Sporting talent and prowess is just one small part of the process to realising their potential.  They shift their focus towards a training process rather than just competitive outcomes.  For example, an elite young trainer will engage in some form of age appropriate strength and conditioning.  As a result they are required to make sacrifices and display a high level of maturity.  So why is it that some talented youngsters are unable to make that jump to elite trainer?


Challenges facing talented young athletes

In our experience many talented young performers can find it hard to engage in an age appropriate elite approach to training.  Often there is no shortage of commitment or desire to reach a higher level of performance.  Like many of us they are enthused by goal setting and realising their potential.  But even with everything mapped out and a programme in place, the young athlete experiences similar barriers to adherence as the adult.  Unless they are at a specialist, high level sports school they are not surrounded by lots of elite young trainers.  Therefore going to training straight after school when all their peers are jumping on the school bus is difficult.  Coming off of social media early to get enough sleep or missing out on parties because of sporting commitments is also tough.  Often these things are too much.

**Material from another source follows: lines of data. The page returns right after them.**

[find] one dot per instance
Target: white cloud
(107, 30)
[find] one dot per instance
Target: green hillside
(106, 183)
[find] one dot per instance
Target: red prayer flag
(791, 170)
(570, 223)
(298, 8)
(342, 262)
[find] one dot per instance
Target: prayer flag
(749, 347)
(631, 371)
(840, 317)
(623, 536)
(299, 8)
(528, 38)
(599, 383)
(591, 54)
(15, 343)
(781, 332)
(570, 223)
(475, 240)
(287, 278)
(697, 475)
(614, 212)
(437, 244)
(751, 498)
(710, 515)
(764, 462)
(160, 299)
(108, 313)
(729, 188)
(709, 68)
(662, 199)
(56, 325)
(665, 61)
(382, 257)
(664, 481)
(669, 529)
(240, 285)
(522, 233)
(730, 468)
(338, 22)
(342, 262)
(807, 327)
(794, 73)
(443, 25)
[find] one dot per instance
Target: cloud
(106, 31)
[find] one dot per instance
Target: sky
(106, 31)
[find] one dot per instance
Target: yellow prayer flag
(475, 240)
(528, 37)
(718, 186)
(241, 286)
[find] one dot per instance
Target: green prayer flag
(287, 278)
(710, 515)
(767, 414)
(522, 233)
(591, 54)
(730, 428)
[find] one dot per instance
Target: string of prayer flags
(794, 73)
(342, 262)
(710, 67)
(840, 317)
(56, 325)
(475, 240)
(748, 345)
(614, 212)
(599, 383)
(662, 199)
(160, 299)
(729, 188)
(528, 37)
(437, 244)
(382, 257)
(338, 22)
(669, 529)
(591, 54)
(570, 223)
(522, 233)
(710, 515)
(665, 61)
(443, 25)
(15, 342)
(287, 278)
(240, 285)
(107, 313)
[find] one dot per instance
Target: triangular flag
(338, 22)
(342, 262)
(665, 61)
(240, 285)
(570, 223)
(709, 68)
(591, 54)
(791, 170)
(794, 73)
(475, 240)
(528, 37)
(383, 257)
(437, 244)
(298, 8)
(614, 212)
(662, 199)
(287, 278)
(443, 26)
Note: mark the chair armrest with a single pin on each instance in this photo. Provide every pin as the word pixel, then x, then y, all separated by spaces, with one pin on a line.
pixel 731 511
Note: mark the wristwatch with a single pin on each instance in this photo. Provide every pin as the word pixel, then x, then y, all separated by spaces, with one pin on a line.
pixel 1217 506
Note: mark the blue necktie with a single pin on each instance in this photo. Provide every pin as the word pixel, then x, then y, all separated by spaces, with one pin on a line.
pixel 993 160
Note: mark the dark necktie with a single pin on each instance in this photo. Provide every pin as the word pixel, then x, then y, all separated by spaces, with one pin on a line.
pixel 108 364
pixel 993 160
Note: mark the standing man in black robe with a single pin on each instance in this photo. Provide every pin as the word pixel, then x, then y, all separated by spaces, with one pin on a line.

Helping young athletes make a transition

Turning a glimpse of sporting talent into an age appropriate elite training programme does not happen overnight.  At NK Fitness we work with a number of talented performers and have learned to approach it in stages.  All the while matching it to the maturity of the athlete.  We will front load contact sessions to show athletes how to execute their strength and conditioning properly.  Programming cannot be too prescriptive or comprehensive early on because this can be overwhelming.  Allow athletes a term to get used to the idea of performing additional training.  Once they’ve established a level of self discipline and a training habit then sessions can become more prescriptive.  At the end of the day though, the drive has to come from them – you can lead the horse to water … but you can’t make it drink.